Comprehensive Summary
This study developed a novel AI approach to predict Gleason scores by training the AI model on over 1,000 tissue microarray core images, each annotated by 54 pathologists using standardized guidelines. In particular, this approach allows for AI to contribute to primary prostate cancer diagnoses through Gleason scoring in a way that resembles the accepted clinical decision-making process for such diagnoses. The researchers found that this AI model achieved comparable scores to the typical diagnoses approach (Dice score: 0.713 vs. 0.691). Overall, this paper provides an important overview of a more clinically trained AI model that was found to produce comparable or superior Gleason scores, providing insight on both a different tool for diagnosis as well as the factors taken into consideration when formulating Gleason scores by pathologists.
Outcomes and Implications
The Gleason score is used to assess tumor aggressiveness and prognosis in patients with prostate cancer.
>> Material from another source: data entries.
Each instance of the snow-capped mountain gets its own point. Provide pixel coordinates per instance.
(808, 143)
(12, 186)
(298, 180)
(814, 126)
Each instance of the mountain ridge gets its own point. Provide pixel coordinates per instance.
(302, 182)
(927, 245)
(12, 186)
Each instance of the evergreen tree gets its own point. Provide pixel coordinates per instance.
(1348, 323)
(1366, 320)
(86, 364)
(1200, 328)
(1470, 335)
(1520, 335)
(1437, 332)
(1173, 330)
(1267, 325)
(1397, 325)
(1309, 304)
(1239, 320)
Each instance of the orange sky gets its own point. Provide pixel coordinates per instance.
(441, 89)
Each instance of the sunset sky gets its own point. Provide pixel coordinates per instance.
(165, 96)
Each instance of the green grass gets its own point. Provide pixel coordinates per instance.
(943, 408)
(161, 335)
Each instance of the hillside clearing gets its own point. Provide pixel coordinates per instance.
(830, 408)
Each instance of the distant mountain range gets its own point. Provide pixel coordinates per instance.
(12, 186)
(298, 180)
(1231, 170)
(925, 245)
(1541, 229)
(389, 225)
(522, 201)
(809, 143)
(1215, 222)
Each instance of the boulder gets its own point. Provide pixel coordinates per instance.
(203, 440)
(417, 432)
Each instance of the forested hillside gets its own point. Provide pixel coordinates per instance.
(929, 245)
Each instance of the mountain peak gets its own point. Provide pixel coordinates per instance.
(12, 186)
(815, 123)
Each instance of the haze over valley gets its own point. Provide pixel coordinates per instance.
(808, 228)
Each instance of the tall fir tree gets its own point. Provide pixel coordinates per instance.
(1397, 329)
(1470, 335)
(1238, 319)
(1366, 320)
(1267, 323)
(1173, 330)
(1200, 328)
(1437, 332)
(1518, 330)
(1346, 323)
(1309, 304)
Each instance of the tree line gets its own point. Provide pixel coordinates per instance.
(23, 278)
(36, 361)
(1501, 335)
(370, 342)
A major limitation of the Gleason scoring system is the interobserver variability, a product of sampling bias and the subjectivity of tumor build. This study developed a novel AI approach in predicting Gleason score and, thus, contributes to prostate cancer diagnosis. Because the study found that this model is comparable/superior to the current method for Gleason score calculation, it may be used as a tool in the future by healthcare providers to more reliably predict Gleason score. It may also be used alongside the traditional Gleason score calculation to provide additional insight into sources of variability and highlight factors that may be overlooked in manual assessments. As a result, this AI method may improve diagnostic accuracy on a patient-to-patient basis, potentially improving treatment methods and ensuring optimal care is provided.